Cuando empecé a ver Making a Murderer no sabía dónde me metía. Había leído que medio planeta se había vuelto loco con este documental que Netflix había publicado a mediados de diciembre, pero ni de lejos pensé que acabaría dejándome tan tocado. Debo añadir que tampoco elegí yo el mejor momento de mi vida para verlo -digamos que no estoy en un estado de ánimo chispeante-, pero cuando anoche terminé el décimo y último episodio me sentí como si me hubiesen dado una paliza y me hubiesen abandonado sobre un bloque de hormigón, solo en medio de la nada.
(Ojo: a partir de aquí hay spoilers)
Para los que no sepáis de qué estoy hablando, contextualizo: Making a Murderer es un documental de diez episodios de 60 minutos cada uno en los que se explica el caso de Steven Avery, un hombre de la América profunda que pasó 18 años en la cárcel por un crimen que no cometió. Dueño de un desguace en la población de Manitowoc, en el estado de Wisconsin, Avery ingresó en prisión en 1985 acusado de violar a una mujer y no salió hasta 2003, cuando las pruebas de ADN verificaron que él no había sido el autor del delito.
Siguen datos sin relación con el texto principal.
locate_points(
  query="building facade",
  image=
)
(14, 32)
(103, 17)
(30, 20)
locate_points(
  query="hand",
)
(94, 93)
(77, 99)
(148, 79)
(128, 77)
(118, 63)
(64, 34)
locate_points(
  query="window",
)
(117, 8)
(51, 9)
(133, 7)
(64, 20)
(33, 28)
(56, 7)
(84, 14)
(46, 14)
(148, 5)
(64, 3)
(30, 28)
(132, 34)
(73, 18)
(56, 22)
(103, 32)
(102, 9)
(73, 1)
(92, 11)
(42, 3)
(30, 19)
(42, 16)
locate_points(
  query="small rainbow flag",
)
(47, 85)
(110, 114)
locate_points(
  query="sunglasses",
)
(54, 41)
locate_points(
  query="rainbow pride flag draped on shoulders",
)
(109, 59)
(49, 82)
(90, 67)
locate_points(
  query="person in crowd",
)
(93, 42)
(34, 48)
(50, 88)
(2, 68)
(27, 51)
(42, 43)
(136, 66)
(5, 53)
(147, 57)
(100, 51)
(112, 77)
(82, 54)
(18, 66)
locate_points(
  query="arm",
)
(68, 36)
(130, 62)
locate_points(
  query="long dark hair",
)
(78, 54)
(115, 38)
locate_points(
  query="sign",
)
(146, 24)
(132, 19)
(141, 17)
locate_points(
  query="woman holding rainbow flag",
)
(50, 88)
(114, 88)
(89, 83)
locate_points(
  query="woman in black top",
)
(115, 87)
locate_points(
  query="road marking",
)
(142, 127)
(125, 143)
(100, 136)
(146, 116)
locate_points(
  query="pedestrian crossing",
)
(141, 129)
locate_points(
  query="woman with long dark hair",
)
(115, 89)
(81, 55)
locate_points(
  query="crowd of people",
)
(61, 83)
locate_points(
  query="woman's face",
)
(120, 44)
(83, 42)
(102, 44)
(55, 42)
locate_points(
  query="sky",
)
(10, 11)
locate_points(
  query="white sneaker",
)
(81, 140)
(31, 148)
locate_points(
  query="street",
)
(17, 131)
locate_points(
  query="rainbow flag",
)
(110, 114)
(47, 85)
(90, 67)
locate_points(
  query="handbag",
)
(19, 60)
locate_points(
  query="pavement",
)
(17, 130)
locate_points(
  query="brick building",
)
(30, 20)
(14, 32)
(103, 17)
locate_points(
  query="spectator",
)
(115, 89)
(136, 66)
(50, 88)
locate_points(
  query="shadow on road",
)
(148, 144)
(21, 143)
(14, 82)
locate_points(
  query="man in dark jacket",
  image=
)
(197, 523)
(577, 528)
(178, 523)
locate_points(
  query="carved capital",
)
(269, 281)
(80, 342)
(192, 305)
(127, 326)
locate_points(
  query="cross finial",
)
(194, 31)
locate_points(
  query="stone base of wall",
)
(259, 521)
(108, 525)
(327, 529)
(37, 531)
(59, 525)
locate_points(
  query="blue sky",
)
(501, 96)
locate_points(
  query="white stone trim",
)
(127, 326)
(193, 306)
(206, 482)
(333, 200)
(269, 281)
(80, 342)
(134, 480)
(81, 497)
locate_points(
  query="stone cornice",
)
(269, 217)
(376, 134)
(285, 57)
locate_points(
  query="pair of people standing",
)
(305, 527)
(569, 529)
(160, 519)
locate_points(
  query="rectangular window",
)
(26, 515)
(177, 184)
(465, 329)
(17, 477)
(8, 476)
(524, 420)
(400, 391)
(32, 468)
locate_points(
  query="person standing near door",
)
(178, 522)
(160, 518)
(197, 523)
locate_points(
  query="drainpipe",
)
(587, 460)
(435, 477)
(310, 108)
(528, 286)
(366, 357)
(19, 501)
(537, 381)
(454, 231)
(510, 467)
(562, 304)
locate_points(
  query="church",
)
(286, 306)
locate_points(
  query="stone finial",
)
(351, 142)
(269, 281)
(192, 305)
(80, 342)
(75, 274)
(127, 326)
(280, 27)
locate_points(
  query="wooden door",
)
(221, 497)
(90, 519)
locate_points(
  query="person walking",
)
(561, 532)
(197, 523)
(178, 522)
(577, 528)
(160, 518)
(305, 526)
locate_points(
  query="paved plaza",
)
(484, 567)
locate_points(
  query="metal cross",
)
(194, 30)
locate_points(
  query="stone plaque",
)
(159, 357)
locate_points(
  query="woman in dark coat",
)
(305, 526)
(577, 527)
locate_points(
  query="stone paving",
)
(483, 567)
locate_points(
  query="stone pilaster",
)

Pero el final del primer capítulo, cuando se apunta a la incriminación de Steven en un asesinato por parte de las autoridades, uno ya ve que este documental por capítulos no puede acabar bien.
Y así es. Making a Murderer no para de darte golpes: un puñetazo de realidad en el estómago, otro en las espinillas, otro en el costado, varios en la cabeza... El mundo real, el que habita tras la puerta del vecino, desvela toda su crudeza en este documental y demuestra, punto por punto, la sobada máxima de que la realidad siempre supera a la ficción.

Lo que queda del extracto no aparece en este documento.